Soy accionista todavía. Yo no hice cola para venderle mi acción a Paco Roig años más tarde. Yo no quería sacarle plusvalía a mi acción. Tampoco un reloj, que creo recordar que regalaba Paco Roig cuando hizo campaña para hacerse con la mayoría de las acciones. No sé. Igual se me confunden los recuerdos. En cualquier caso, prometía muchas cosas. Un Valencia campeón, o algo así. Da mucha pena recordarlo ahora. Qué gran tipo fue Arturo Tuzón, tan tristón él con sus gafas grandes. Tan serio, una cualidad poco frecuente en su clase social en esta triste tierra de especuladores y ladrones. Saneó el club cuando era una ruina. Y sólo sirvió para volverlo apetecible a los que le movieron el sillón y lo arruinaron mucho más. Entre los que medraron contra él recuerdo a un locutor de Antena 3 radio que hablaba dando muchos rodeos, que no se quitaba las palabras de la boca… De repente, comenzó a darle caña a Tuzón. Después entró en el Valencia con Paco Roig. Hoy sigue -y no es una metáfora, esta ciudad es puro realismo mágico- en Junta Central Fallera.

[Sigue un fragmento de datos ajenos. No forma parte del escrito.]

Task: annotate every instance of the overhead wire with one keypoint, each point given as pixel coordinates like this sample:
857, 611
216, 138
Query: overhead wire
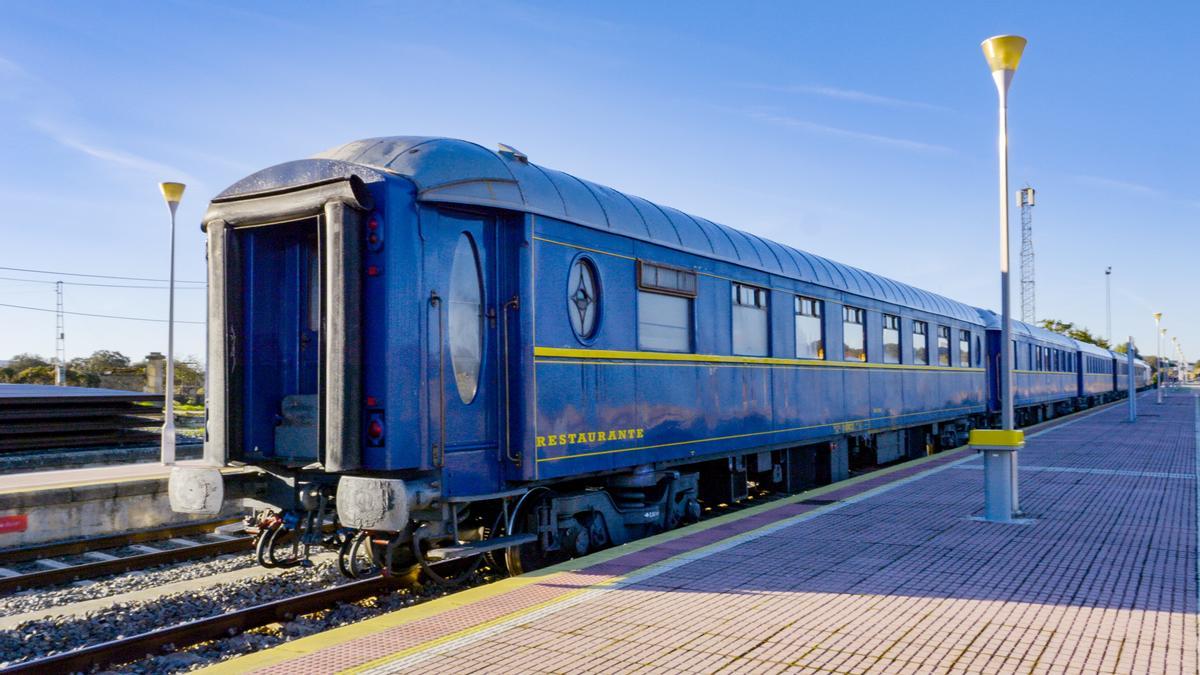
97, 275
97, 315
97, 285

Pues eso, en fin, que podría contar mi vida jalonada con momentos vividos en Mestalla. Cuando le levantamos un partido al malvado Real Madrid con dos goles en los últimos minutos, por ejemplo. El de la victoria lo marcó Roberto. O un golazo inverosímil de Fernando Gómez contra el Murcia. O cuando Nandito se resbaló a punto de marcarle gol al Barça. Cuando le ganamos 6 a 1 al Madrid en copa y entonces lloré a lágrima viva pero de alegría… Uno sólo puede ser de un equipo. Y es muy hermoso que sea el de tu ciudad y haber compartido momentos especiales, y domingos de tedio que vuelven más especiales los momentos especiales, con tu gente. Me dan pena los que son del Madrid o del Barça porque gana y porque lo ven por la tele. Son del Madrid como podían ser de Bisbal en la época de Operación Triunfo, o de su concursante favorito de Gran Hermano. No es lo mismo que coger la bufanda y el bocadillo y compartir cada semana el camino del estadio. Eso es otra cosa. Se llama fútbol. Quien no lo ha probado, se lo perdió. Por muchos títulos que crea que ha ganado porque ve por la tele ganarlos a futbolistas famosos y lejanos.
En fin. Cuando hubo una gran ampliación de capital y tenía que comprar no sé cuántas acciones para seguir teniendo precio de socio accionista en mi abono, dejé de renovarlo. Perdí mi asiento en el sector 29. Tenía que pagar una cantidad enorme para mí, que Bancaja, por supuesto, se ofrecía a financiarme con un crédito al consumo que no le pedí. Eran los años culminantes de la megalomanía. El mejor estadio del mundo y todas esas cosas. Todo era lo más grande del mundo en aquella Valencia. Sobre todo los chanchullos.
¿Qué se hicieron de todas esas cosas?, -preguntaría Jorge Manrique. ¿Dónde está Bancaja? ¿Y el estadio flamante? ¿Y Juan Soler? ¿Dónde las ligas que ganamos? ¿Las finales de la Champions? ¿Qué son, sino verduras de las eras?
Están en el mismo sitio que el circuito urbano de Valencia, o la Copa América… Partit oferit per Bancaixa… Hoy no hay Bancaixa. Ni Minut a Minut. Ni siquiera la televisión que los emitía. Y aquella ampliación de capital acabó como acabó. Mal: como acaba todo en esta tierra.
Hoy el Valencia es de un tal Peter Lim… ¿Dónde estaba él en 1987? ¿Dónde celebró él el regreso del Valencia a primera, que no puedo recordarlo? ¿Y las ligas del 2002 y el 2004? En fin. La afición del Valencia aparentemente está feliz. Siente que llegó el mecenas de lejanas tierras que va a solucionarlo todo. Esperan mirando hacia el cielo que lluevan fichajes en paracaídas, como en ‘Bienvenido Mr. Marshall’ llovían tractores en sueños. Es verdad que es difícil que lo haga peor que los propietarios anteriores. Esa es otra prueba de nuestro fracaso como sociedad. De algún modo, todo lo que pase a partir de ahora, es una propina. Al Valencia aquel lo mataron los que lo matan todo en esta tierra y por los mismos motivos. Pero veo a la gente tan ilusionada, soñando fichajes y triunfos después de la tormenta, en una Autonomía sin sistema financiero, sin bancos ni televisión, y me siento un poco solo y un poco triste. Será que es noviembre. O que hace tiempo que no voy a Mestalla. Pero da un poco de pena. No aprendemos nunca, tal vez.
Creo que es difícil renunciar a los sueños de grandeza. Basta un hilo de esperanza para aferrarse a ellos. Ojalá no acabe mal todo esto también, que tanta diversión no acabe en llanto, como cantaba Ovidi Montllor. Porque Míster Marshall tiene la mala costumbre de pasar de largo. Y los Reyes Magos, la costumbre aun peor de no existir.